Guaranteed to send a shiver through the heart of even the most experienced gardener, both the adult and juvenile vine weevil are serious garden pests, especially when growing plants in containers. The adult vine weevil is responsible for irregularly shaped chomp marks at the leaf edge, which, while unattractive, do not affect the plant unduly.
The Vine Weevil offspring however, are a very different matter. These brown-headed, fat, white little grubs are voracious eaters, feeding greedily on roots, tubers and stem bases; unnoticed until the plant collapses and dies.
For adult weevils, picking them off plants at night is what's required, while the young grubs can be controlled using nematodes, tiny parasitic worms, although this is a poor option in dry conditions. There are also chemical insecticides specially formulated to kill vine weevils.
When your dahlias are covered in a seething black mass, then you know you have an aphid infestation. Both blackfly and, their equally unwelcome cousins, greenfly are sap suckers, feasting en mass, and secreting a sticky substance called honeydew, which encourages sooty moulds that inhibits the ability of the plant to photosynthesize.
Thankfully, aphids have a host of natural predators, birds, ladybirds, lacewings and others who will welcome an al fresco aphid meal. Also effective, and somewhat therapeutic, is squashing them, as is an aphid specific or broad spectrum insecticide.
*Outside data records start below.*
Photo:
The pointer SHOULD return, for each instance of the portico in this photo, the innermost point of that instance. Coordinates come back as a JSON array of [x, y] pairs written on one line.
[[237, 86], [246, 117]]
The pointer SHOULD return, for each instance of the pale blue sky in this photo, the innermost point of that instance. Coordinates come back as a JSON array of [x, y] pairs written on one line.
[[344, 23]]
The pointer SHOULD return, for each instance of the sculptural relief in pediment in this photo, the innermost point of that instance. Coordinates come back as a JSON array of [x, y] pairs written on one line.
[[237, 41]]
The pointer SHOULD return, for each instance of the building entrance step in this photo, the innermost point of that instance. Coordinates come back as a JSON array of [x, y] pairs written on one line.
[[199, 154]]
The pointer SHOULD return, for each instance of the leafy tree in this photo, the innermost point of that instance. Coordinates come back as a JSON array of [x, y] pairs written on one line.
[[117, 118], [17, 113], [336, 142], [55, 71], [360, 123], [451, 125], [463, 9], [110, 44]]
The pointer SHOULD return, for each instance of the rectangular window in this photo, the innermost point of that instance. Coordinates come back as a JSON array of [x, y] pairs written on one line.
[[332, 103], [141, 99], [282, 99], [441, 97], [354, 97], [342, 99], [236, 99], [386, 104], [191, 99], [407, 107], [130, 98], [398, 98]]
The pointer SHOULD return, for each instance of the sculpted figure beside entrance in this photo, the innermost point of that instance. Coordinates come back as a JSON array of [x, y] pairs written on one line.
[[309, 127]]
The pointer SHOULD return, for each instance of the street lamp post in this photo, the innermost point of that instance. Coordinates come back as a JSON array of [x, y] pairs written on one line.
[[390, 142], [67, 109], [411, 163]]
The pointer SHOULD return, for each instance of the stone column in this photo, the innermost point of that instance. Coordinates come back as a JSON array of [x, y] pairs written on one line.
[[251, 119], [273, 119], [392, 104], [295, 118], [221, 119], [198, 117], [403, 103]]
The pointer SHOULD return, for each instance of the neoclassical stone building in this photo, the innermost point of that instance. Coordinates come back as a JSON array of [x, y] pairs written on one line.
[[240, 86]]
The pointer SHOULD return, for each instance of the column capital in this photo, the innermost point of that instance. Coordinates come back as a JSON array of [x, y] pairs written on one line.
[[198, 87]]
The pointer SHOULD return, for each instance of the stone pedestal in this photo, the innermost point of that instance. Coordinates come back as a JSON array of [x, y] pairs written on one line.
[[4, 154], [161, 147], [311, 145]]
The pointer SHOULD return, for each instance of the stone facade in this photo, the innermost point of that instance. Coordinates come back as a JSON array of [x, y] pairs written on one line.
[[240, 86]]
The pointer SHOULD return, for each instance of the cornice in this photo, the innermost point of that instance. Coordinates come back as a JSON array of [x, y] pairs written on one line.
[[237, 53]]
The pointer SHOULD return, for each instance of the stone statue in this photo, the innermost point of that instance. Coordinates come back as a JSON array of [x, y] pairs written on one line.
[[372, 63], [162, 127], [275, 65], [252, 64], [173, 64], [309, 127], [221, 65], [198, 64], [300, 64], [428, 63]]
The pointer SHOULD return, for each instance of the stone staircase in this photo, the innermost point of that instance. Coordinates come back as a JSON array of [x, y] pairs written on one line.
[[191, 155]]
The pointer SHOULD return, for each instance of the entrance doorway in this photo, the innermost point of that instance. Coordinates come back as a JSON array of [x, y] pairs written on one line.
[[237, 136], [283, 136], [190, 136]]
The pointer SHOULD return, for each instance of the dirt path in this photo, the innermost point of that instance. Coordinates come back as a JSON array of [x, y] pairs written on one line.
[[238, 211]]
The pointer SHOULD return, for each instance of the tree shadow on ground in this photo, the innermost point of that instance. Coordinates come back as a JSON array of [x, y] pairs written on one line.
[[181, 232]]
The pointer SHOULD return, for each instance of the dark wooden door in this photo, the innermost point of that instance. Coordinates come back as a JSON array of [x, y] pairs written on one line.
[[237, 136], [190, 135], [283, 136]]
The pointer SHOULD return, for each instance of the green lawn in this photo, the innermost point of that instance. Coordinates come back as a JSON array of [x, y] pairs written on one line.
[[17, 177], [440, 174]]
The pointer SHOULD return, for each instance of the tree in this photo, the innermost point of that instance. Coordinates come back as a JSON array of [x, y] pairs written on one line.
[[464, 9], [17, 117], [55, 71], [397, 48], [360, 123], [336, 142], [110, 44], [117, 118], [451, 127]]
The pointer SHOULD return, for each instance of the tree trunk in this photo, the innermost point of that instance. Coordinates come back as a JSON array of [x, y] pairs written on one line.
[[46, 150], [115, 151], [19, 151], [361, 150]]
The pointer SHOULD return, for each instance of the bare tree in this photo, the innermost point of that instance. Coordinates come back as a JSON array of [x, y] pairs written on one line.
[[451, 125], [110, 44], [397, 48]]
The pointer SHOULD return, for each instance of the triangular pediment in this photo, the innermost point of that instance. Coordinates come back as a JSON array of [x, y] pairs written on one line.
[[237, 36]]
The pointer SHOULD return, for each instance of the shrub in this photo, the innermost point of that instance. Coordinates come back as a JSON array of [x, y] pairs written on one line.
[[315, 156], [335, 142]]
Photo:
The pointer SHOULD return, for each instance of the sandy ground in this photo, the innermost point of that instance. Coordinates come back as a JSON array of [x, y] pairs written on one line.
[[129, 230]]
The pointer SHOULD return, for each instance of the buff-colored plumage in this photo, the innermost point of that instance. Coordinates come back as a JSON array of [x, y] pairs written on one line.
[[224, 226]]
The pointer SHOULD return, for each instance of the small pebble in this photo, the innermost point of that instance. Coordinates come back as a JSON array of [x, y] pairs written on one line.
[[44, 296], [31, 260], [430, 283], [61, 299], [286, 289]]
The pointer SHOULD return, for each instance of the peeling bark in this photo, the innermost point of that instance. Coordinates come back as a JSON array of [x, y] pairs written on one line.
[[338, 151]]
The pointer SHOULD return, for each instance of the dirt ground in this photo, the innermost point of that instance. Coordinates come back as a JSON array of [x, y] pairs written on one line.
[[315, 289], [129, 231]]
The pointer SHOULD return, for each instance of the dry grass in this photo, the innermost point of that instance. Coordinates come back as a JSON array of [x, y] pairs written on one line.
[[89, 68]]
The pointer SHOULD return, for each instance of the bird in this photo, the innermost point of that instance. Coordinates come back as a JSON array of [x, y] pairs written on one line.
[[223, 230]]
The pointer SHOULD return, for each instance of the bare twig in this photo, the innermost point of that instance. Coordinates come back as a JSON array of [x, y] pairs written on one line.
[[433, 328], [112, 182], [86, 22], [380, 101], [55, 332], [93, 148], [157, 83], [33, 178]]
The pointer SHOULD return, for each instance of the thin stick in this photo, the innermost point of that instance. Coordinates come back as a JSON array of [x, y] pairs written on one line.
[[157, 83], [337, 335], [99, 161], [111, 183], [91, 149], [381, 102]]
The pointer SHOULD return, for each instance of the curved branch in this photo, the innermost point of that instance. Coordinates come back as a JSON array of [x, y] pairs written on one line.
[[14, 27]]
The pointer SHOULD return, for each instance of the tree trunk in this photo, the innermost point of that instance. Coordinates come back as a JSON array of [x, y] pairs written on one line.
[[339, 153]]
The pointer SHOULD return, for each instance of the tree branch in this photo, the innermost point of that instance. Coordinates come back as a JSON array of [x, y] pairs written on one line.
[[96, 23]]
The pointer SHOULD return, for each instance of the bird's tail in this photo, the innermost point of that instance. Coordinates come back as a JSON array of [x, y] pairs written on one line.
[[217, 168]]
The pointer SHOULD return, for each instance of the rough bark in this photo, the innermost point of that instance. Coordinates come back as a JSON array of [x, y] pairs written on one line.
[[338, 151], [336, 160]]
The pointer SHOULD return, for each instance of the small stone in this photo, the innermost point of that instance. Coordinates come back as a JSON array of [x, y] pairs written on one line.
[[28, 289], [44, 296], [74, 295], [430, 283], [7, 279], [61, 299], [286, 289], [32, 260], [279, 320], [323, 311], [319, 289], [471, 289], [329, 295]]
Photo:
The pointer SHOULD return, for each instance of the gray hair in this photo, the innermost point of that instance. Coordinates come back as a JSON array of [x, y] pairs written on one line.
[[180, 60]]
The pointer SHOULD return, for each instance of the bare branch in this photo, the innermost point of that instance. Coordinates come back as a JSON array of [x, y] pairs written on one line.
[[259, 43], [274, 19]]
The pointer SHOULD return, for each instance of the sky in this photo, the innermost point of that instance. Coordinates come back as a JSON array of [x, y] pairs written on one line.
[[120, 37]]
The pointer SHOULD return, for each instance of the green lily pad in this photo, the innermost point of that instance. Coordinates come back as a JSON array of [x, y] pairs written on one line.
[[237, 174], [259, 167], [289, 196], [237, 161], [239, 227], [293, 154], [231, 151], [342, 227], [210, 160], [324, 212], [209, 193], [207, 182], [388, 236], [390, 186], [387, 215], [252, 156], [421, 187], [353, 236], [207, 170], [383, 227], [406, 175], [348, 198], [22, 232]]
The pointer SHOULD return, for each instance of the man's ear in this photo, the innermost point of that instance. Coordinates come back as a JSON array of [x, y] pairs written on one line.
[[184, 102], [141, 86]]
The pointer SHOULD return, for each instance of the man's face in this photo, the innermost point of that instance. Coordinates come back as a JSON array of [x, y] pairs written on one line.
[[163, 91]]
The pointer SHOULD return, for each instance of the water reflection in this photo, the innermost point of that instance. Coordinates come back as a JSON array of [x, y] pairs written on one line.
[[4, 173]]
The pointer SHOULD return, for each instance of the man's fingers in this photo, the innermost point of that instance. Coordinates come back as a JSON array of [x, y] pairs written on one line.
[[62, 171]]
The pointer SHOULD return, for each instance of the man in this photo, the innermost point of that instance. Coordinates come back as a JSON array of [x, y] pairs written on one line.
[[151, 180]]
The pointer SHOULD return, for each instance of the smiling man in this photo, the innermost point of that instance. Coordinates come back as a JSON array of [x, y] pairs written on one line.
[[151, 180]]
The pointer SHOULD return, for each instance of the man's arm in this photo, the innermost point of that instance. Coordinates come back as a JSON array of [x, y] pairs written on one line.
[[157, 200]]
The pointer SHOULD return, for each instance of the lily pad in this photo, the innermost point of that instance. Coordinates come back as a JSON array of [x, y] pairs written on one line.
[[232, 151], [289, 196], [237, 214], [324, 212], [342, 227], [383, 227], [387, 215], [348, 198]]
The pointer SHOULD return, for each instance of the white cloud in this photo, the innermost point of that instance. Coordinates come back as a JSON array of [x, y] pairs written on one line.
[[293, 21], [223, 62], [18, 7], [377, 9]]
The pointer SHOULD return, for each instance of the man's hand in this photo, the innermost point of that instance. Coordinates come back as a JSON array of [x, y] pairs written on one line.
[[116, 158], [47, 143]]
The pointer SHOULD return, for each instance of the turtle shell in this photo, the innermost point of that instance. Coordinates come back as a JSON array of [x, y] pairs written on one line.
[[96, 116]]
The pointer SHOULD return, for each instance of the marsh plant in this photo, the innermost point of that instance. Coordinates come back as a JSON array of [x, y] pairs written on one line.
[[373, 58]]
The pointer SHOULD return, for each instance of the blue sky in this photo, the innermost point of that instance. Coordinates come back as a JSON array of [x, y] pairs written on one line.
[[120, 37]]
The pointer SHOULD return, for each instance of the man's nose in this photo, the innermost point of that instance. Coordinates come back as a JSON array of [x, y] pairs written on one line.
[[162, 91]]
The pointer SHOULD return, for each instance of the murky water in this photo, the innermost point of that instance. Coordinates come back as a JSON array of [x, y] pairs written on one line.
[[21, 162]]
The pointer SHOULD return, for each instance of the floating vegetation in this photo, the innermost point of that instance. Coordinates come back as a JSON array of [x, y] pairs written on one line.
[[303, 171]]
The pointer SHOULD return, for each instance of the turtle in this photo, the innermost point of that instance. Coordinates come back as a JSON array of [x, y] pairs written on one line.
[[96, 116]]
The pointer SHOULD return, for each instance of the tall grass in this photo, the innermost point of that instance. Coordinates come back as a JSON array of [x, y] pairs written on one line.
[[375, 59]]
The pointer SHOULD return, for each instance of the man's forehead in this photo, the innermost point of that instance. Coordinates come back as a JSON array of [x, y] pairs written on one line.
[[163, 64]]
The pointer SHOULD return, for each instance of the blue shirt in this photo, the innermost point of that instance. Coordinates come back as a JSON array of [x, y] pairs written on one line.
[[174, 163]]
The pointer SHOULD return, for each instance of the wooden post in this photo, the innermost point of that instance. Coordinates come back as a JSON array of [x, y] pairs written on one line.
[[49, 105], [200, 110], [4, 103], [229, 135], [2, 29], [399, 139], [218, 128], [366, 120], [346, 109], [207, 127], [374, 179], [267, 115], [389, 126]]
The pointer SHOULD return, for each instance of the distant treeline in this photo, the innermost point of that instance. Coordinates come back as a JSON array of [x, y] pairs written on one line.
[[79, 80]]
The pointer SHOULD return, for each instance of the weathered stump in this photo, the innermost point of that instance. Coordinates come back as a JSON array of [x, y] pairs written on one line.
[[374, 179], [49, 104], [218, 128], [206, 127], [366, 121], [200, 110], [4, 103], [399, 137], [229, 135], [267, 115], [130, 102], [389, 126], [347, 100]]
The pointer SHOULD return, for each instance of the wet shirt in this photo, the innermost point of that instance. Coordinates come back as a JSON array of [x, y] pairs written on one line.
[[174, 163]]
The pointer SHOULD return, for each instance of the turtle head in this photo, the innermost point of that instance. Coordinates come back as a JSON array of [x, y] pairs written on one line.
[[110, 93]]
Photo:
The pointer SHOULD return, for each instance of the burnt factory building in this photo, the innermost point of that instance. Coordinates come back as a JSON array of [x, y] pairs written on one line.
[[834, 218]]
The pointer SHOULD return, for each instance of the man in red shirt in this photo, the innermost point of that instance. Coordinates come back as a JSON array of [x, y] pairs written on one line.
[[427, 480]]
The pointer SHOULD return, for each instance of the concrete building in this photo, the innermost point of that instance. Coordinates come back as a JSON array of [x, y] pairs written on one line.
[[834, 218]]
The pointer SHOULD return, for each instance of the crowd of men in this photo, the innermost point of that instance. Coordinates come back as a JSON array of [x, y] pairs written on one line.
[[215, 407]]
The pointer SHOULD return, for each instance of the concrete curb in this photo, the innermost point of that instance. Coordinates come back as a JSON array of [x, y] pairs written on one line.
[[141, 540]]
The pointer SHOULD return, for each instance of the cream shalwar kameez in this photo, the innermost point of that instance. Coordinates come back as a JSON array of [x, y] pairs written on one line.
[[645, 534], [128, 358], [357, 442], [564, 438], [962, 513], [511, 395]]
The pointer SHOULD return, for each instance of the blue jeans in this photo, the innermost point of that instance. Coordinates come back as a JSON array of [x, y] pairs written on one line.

If you've spent many hours over many years tending your lawn until it's a deep green expanse of lush perfection, and then one day, all of a sudden, there's a yellowy brown patch, where, unfortunately, a chunk of your gorgeous lawn has expired, the culprit is likely to be the offspring of that feeble flying wimp of a creature, the crane fly. These offspring are Leatherjackets - a repulsive grub, brownish grey in colour, tubular, and actually, a small miracle of design, a highly engineered and efficient feeding machine that gorges on grass roots, so killing the plants.
Starlings are your friends here, and they will dig in your lawn for the large leatherjackets. You can also apply a garden pest repeller like a lawn grub killer, in the autumn, to eradicate colonies of newly hatched grubs.